Coverage of a high profile complaint under the Harmful Digital Communications (HDC) Act against Newsroom has once again raised concerns that the HDC Act will curtail free speech. We don’t discuss the details of cases publicly – but it is important to put this case in perspective, and clarify some things about our processes.
Netsafe has processed over 4000 HDC cases since November 2016. The majority of these cases are exactly the sort of thing the law was designed to address. People creating digital content with the express intention of harming another person.
This misunderstanding that the Act is a threat to free speech is rolled out as many times as the theory that the Act was created in reaction to the Roastbusters scandal. That is, as they say, fake news. This briefing paper and the draft HDC Bill predated the roastbusters scandal by over a year.

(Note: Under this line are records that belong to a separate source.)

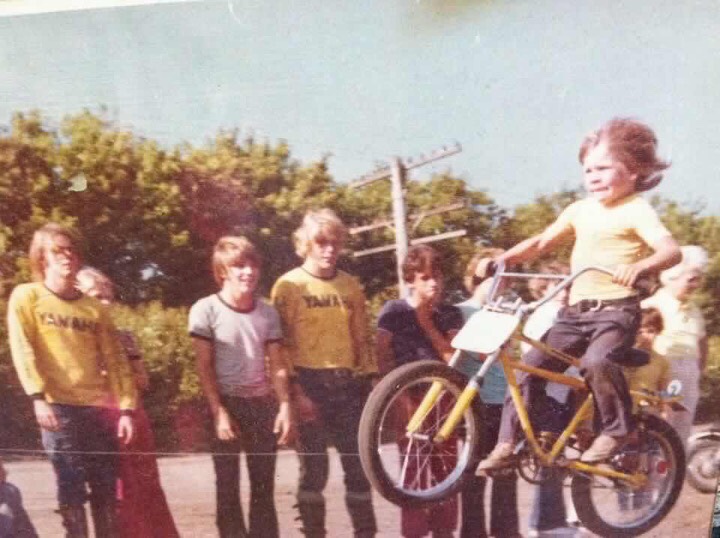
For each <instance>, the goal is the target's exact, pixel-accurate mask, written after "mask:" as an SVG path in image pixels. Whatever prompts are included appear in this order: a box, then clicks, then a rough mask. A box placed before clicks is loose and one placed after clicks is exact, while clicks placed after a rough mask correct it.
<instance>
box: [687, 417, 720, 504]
mask: <svg viewBox="0 0 720 538" xmlns="http://www.w3.org/2000/svg"><path fill="white" fill-rule="evenodd" d="M719 477H720V425H718V424H715V425H714V426H713V427H712V428H710V429H707V430H703V431H699V432H696V433H694V434H692V435H691V436H690V438H689V439H688V443H687V473H686V478H687V481H688V484H690V485H691V486H692V487H693V488H695V489H696V490H698V491H699V492H701V493H715V491H716V490H717V485H718V478H719Z"/></svg>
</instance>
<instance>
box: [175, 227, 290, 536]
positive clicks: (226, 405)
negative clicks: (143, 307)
mask: <svg viewBox="0 0 720 538" xmlns="http://www.w3.org/2000/svg"><path fill="white" fill-rule="evenodd" d="M212 267H213V274H214V276H215V281H216V282H217V284H218V286H219V287H220V291H219V292H218V293H214V294H212V295H209V296H207V297H205V298H203V299H200V300H199V301H198V302H196V303H195V304H194V305H193V306H192V308H191V309H190V314H189V322H188V325H189V331H190V336H192V342H193V348H194V349H195V358H196V362H197V367H198V375H199V377H200V384H201V385H202V388H203V392H204V393H205V398H206V399H207V402H208V405H209V407H210V411H211V412H212V415H213V419H214V426H215V428H214V430H215V437H216V438H215V443H214V447H213V448H214V450H213V451H214V456H213V465H214V467H215V484H216V502H217V515H216V523H217V527H218V532H219V535H220V537H221V538H231V537H236V536H249V537H251V538H260V537H263V538H277V537H278V536H279V535H280V533H279V529H278V521H277V512H276V509H275V499H274V496H273V493H274V487H273V486H274V483H275V459H276V456H275V453H276V450H277V445H278V443H279V444H285V443H287V441H288V439H289V436H290V434H291V424H292V423H291V418H290V408H289V397H288V374H287V368H286V367H285V364H284V362H283V361H282V358H281V357H280V338H281V337H282V330H281V328H280V318H279V316H278V313H277V311H276V310H275V308H273V307H272V306H270V305H269V304H267V303H265V302H264V301H261V300H259V299H258V298H257V297H256V296H255V289H256V288H257V284H258V281H259V279H260V256H259V254H258V252H257V250H256V249H255V247H254V245H253V244H252V243H250V241H248V240H247V239H245V238H244V237H233V236H226V237H221V238H220V239H219V240H218V242H217V243H216V245H215V249H214V252H213V258H212ZM266 358H267V359H269V360H268V362H269V368H268V369H267V370H269V372H270V376H269V377H268V375H267V373H266V372H267V370H266ZM273 391H274V394H273ZM242 449H245V451H246V456H247V467H248V474H249V476H250V503H249V505H250V515H249V529H247V530H246V526H245V522H244V519H243V514H242V509H241V506H240V456H239V454H240V451H241V450H242Z"/></svg>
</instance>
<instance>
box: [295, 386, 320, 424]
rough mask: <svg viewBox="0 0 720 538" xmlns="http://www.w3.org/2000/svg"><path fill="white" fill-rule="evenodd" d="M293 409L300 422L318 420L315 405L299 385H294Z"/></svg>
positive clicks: (297, 418)
mask: <svg viewBox="0 0 720 538" xmlns="http://www.w3.org/2000/svg"><path fill="white" fill-rule="evenodd" d="M292 398H293V408H294V411H295V416H296V417H297V420H298V422H310V421H312V420H315V419H316V418H317V408H316V407H315V403H314V402H313V401H312V400H311V399H310V398H308V396H307V394H305V391H303V389H302V388H301V387H300V385H298V384H297V383H296V384H294V385H293V393H292Z"/></svg>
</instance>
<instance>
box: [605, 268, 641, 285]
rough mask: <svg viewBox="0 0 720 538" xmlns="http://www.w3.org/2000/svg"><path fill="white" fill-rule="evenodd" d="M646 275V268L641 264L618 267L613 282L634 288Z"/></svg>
mask: <svg viewBox="0 0 720 538" xmlns="http://www.w3.org/2000/svg"><path fill="white" fill-rule="evenodd" d="M644 273H645V266H644V265H642V264H641V263H633V264H630V265H618V266H617V267H616V268H615V272H614V273H613V277H612V278H613V282H615V283H616V284H620V285H621V286H625V287H627V288H632V287H633V286H634V285H635V283H636V282H637V280H638V278H639V277H641V276H642V275H643V274H644Z"/></svg>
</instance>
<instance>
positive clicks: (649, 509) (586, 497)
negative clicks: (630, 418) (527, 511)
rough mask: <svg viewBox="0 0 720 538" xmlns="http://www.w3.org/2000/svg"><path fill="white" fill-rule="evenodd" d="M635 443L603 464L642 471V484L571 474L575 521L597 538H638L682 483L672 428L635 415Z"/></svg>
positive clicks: (655, 418)
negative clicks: (635, 488) (595, 533)
mask: <svg viewBox="0 0 720 538" xmlns="http://www.w3.org/2000/svg"><path fill="white" fill-rule="evenodd" d="M638 420H639V427H638V434H639V442H638V444H637V445H633V446H628V447H627V448H624V449H622V450H621V451H620V452H619V453H618V454H617V455H615V456H613V459H612V460H611V461H610V462H609V465H610V466H612V467H614V468H615V469H616V470H619V471H623V472H638V471H639V472H642V473H643V474H645V475H646V476H647V482H646V483H645V485H644V486H642V487H641V488H637V489H633V488H632V487H630V486H629V485H627V484H625V483H624V482H621V481H617V480H613V479H608V478H601V477H598V476H585V475H575V476H574V477H573V480H572V484H571V490H572V499H573V504H574V505H575V510H576V511H577V514H578V517H579V518H580V521H582V523H583V525H585V527H587V528H588V529H589V530H590V531H592V532H594V533H596V534H599V535H600V536H613V537H614V536H638V535H640V534H642V533H644V532H647V531H648V530H650V529H652V528H653V527H654V526H655V525H657V524H658V523H660V521H662V519H663V518H664V517H665V516H666V515H667V513H668V512H669V511H670V509H671V508H672V507H673V506H674V504H675V501H677V498H678V495H679V494H680V490H681V488H682V484H683V480H684V479H685V453H684V450H683V446H682V442H681V441H680V438H679V437H678V435H677V433H675V430H673V428H672V427H671V426H670V425H669V424H668V423H667V422H665V421H664V420H662V419H660V418H658V417H656V416H653V415H641V416H639V417H638Z"/></svg>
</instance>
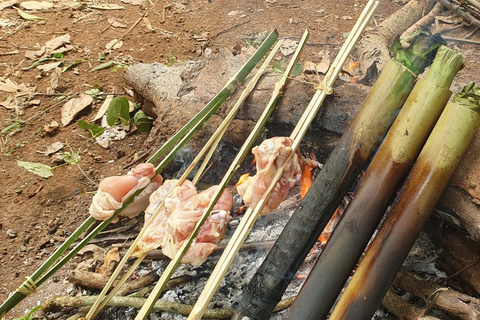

Incidentally the term “freedom of expression” is found 17 times in that briefing paper, whilst free speech gets 11 mentions.
The HDC Act was designed to fill gaps in legislation that were enabling people to harm others online. There are no specific exemptions in the HDC for where those gaps were already filled but they are captured in section 19(5). That flexibility allows the HDC services to be agile enough to adjust as other legal options or remedies come or go whilst also protecting the Act from misuse.
If somebody believes they have been harmed by a Digital Communication, they report that to Netsafe. Netsafe works with the affected parties to see if the complaint can be resolved satisfactorily. Once that process is complete, a person has the right to progress to the District Court.
Netsafe is expected to receive, assess, and process complaints using a mix of “persuasion, negotiation, mediation, and advice”. Netsafe does not enforce actions. If a complaint is laid about you, and some digital content exists – you can expect to hear from Netsafe. That is not an indication that Netsafe believes you have breached the Act. It is simply the beginning of that process.
If you have breached the Act, you get a chance to remedy that. If you haven’t breached the Act – you won’t have anything to remedy.
HDC complaints have been brought against media in the past. They will again in the future. If the court rules that HDC complaints can not be brought against media – then Netsafe will build that advice into its process. In the meantime, we will process these complaints as regular HDC complaints alongside the thousands of other cases.